Casos como desnutrição prolongada, falência hepática e estadias prolongadas em UTIs pediátricas (UTIPs)ampliam a exposição a estratégias de controle glicêmico, aumentando a probabilidade de hipoglicemia. Além disso, a hiperglicemia e a variabilidade elevada da glicose também podem impactar negativamente em crianças gravemente enfermas, causando danos neuronais.
Em um ensaio clínico randomizado, o controle rigoroso da glicose não apenas reduziu a morbidade e mortalidade a curto prazo, mas também melhorou o desfecho neurodesenvolvimental a longo prazo. Evidências sugerem que hipoglicemia iatrogênica breve é menos prejudicial que hiperglicemia prolongada, entretanto, essa associação pode variar conforme o contexto clínico.

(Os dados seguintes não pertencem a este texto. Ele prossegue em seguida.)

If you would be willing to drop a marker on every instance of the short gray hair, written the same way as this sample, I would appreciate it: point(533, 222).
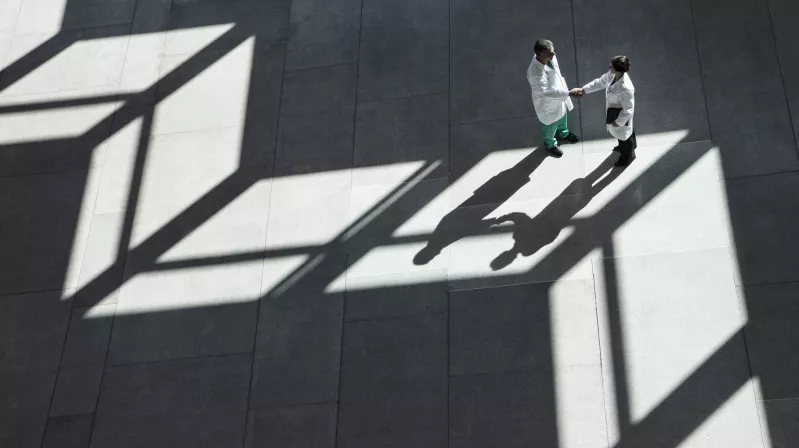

O estudo investigou a associação da hipoglicemia com mortalidade, desfechos em até 4 anos e impacto da estratégia nutricional e controle glicêmico em crianças gravemente enfermas na UTIP. Além de avaliar se a hipoglicemia única ou recorrente/espontânea pode afetar os desfechos.
Estudo randomizado com crianças gravemente enfermas em UTIPs
O estudo randomizado envolveu 1440 crianças gravemente enfermas admitidas em UTIPs, recebendo Nutrição Parenteral precoce quando a nutrição enteral foi contraindicada/insuficiente para atingir a meta calórica ou Nutrição Parenteral tardia, até uma semana após a admissão na UTIP.
Nos diferentes centros de tratamento, foram coletadas as informações de insulina intravenosa contínua, concentrações de glicose no sangue, potássio e meta de glicose no sangue.
O estudo avaliou:
- Neurologia clínica: incluindo avaliação geral das habilidades de interação e linguagem, função motora geral, movimentos involuntários, reflexos, coordenação e equilíbrio, função motora fina, nervos cranianos e sentidos especiais (funções sensoriais, visuais e auditivas).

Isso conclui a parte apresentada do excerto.